The legibility inversion finding says even a collapsed appendix hurts purchase intent. The assessment report template (Phase 4.3) should NOT include "Appendix: methodology, evidence integrity, data sources." Methodology and evidence integrity belong in the separate evidence export (for auditors), not in the board-facing assessment report.

2. Report API constraint: no raw evidence access

The report generator (Phase 4.2) should query the evidence API for synthesized verdicts and cluster summaries, not raw findings. This is an architectural constraint that prevents technical detail from gradually creeping into executive output. The API should expose two endpoint families: full-fidelity (for the platform UI) and pre-synthesized (for the report generator).

3. Feedback channels for future calibration

Four feedback channels worth instrumenting over time (not this sprint, but worth planning for):

  • Finding accuracy ratings from analysts (flag false positives/negatives)
  • Remediation outcome tracking (did the action resolve the finding in the next scan?)
  • Report consumption analytics (which sections are read and shared?)
  • Divergence-outcome correlation (when we have enough data for JSD scoring)
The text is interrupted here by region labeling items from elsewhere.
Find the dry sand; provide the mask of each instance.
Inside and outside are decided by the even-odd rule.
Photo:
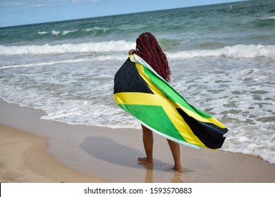
[[[252,155],[181,146],[184,172],[175,172],[159,135],[154,164],[144,165],[140,129],[41,120],[2,100],[0,109],[0,182],[275,182],[275,165]]]

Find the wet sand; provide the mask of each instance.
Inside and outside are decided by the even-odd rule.
[[[179,173],[157,134],[154,164],[145,165],[141,129],[41,120],[43,111],[2,100],[0,109],[1,182],[275,182],[275,164],[252,155],[181,146]]]

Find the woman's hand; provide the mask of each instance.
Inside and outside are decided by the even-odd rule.
[[[130,49],[130,50],[129,51],[129,52],[128,52],[128,53],[129,54],[129,56],[130,56],[130,54],[135,53],[136,53],[136,51],[135,51],[135,49]]]

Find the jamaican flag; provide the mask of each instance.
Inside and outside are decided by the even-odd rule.
[[[153,132],[194,148],[221,147],[228,129],[189,104],[140,57],[130,55],[114,77],[116,103]]]

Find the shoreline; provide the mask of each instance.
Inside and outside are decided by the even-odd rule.
[[[275,165],[252,155],[181,146],[179,173],[159,135],[154,165],[143,165],[141,129],[41,120],[42,110],[1,99],[0,108],[1,182],[275,182]]]

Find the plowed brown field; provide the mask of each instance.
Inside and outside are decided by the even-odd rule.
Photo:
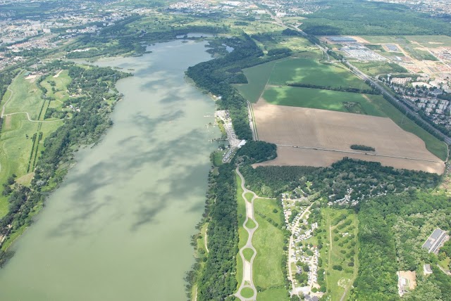
[[[259,140],[279,145],[278,158],[259,165],[325,167],[349,157],[438,174],[445,169],[421,139],[390,118],[274,105],[261,99],[252,108]],[[376,151],[354,150],[352,144],[371,146]]]

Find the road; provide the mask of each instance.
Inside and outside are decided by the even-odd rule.
[[[297,292],[296,292],[296,287],[295,286],[295,281],[293,280],[293,272],[291,269],[291,264],[293,262],[295,263],[296,262],[296,260],[292,258],[295,254],[294,253],[295,252],[295,250],[294,250],[295,238],[293,237],[293,234],[299,227],[299,221],[302,219],[304,219],[304,216],[307,212],[310,212],[309,210],[312,205],[313,203],[310,204],[309,207],[305,208],[305,210],[304,210],[302,214],[299,217],[297,217],[297,220],[296,221],[296,223],[295,224],[293,227],[291,229],[291,236],[290,236],[290,243],[288,245],[288,279],[291,281],[292,292],[294,293],[297,293]]]
[[[235,297],[240,299],[241,301],[254,301],[257,297],[257,289],[255,288],[255,286],[254,285],[254,279],[252,276],[252,264],[254,264],[254,259],[257,256],[257,250],[252,245],[252,236],[254,236],[254,232],[259,228],[259,223],[257,222],[255,218],[254,217],[254,200],[258,198],[257,195],[255,194],[254,191],[252,191],[247,189],[245,185],[245,178],[240,172],[240,169],[238,167],[236,169],[237,174],[241,179],[241,188],[243,192],[241,196],[243,200],[246,203],[246,219],[242,224],[243,228],[247,231],[249,234],[247,236],[247,241],[246,242],[246,245],[240,249],[240,256],[241,257],[241,260],[242,260],[242,281],[241,281],[241,284],[240,285],[240,288],[237,291],[236,294],[235,294]],[[246,199],[245,194],[247,193],[252,193],[252,199],[251,202],[248,202]],[[252,229],[249,229],[246,226],[246,224],[249,219],[252,219],[255,223],[255,227]],[[250,262],[247,261],[245,259],[245,255],[242,253],[242,251],[246,249],[249,248],[254,251],[254,255],[251,257]],[[245,288],[249,288],[252,290],[254,290],[254,295],[250,298],[245,298],[241,295],[241,290]]]
[[[279,18],[278,18],[277,16],[273,15],[273,13],[269,10],[266,10],[266,13],[268,13],[268,14],[269,14],[269,15],[271,15],[271,18],[273,20],[274,20],[275,22],[277,24],[279,24],[280,26],[283,26],[283,27],[284,27],[285,28],[289,28],[289,29],[291,29],[291,30],[296,30],[297,32],[300,33],[303,37],[307,37],[307,34],[306,34],[305,32],[304,32],[302,30],[299,30],[297,27],[292,26],[292,25],[287,25],[285,23],[283,23],[283,22]],[[316,46],[321,51],[323,51],[323,53],[327,56],[328,60],[330,60],[329,55],[327,53],[328,49],[326,49],[324,47],[322,47],[321,45],[319,45],[317,44],[315,44],[315,46]],[[435,127],[433,127],[427,121],[424,120],[421,117],[420,117],[418,115],[416,115],[415,111],[414,111],[409,107],[408,107],[407,105],[404,104],[402,102],[400,101],[399,99],[396,98],[392,94],[388,93],[388,91],[387,91],[387,88],[385,88],[385,87],[381,85],[376,80],[373,79],[373,78],[371,78],[371,77],[369,77],[368,75],[366,75],[365,73],[364,73],[362,71],[360,71],[357,68],[354,66],[349,61],[343,60],[342,63],[345,65],[346,65],[350,68],[350,71],[352,73],[354,73],[354,75],[356,75],[358,77],[359,77],[360,79],[363,79],[364,81],[369,81],[369,82],[371,83],[371,84],[376,89],[379,90],[379,91],[383,95],[385,95],[385,96],[388,96],[388,98],[390,98],[393,101],[396,101],[401,106],[401,108],[402,108],[402,110],[405,110],[405,112],[406,112],[405,115],[406,115],[409,116],[408,114],[409,114],[411,119],[414,119],[415,120],[419,121],[419,122],[421,123],[421,124],[423,124],[427,129],[431,129],[435,134],[436,134],[440,137],[441,137],[447,144],[448,144],[448,145],[451,144],[451,138],[450,137],[447,136],[447,135],[445,135],[443,133],[442,133],[441,132],[440,132],[438,129],[437,129]]]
These build the ground-truth dataset needed to validate the research projections with real production data.


How the Research Was Done

The research pipeline (AutoResearchClaw v0.3.1) ran 23 stages over ~12 hours:

  1. Stages 1-3: Literature search across clinical guideline frameworks, reporting standards, and machine learning ensemble methods
  2. Stages 4-7: Gap analysis and literature synthesis — identified 3 structural gaps (no multi-persona acceptance framework, no evidence-to-narrative method, no cross-source disagreement treatment)
  3. Stage 8: Multi-agent hypothesis debate (pragmatist, innovator, contrarian perspectives) — produced 4 hypotheses
  4. Stages 9-16: Experiment design and execution — 50 synthetic NHI scenarios evaluated by 7 simulated personas across 6 conditions
  5. Stages 17-23: Result synthesis, peer review simulation (3 reviewers), paper revision

Limitations acknowledged in the paper:

  • All scores are simulated projections, not measurements from real humans
  • 50 scenarios is too small for statistical significance on AUROC claims
  • Only validated on NHI scenarios (our domain), not broader security categories
  • Two-product maintenance cost not evaluated
  • Legibility inversion may attenuate as executives become more sophisticated

The research is directional evidence, not proof. We're using it to validate sequencing decisions and surface design constraints, not as a specification.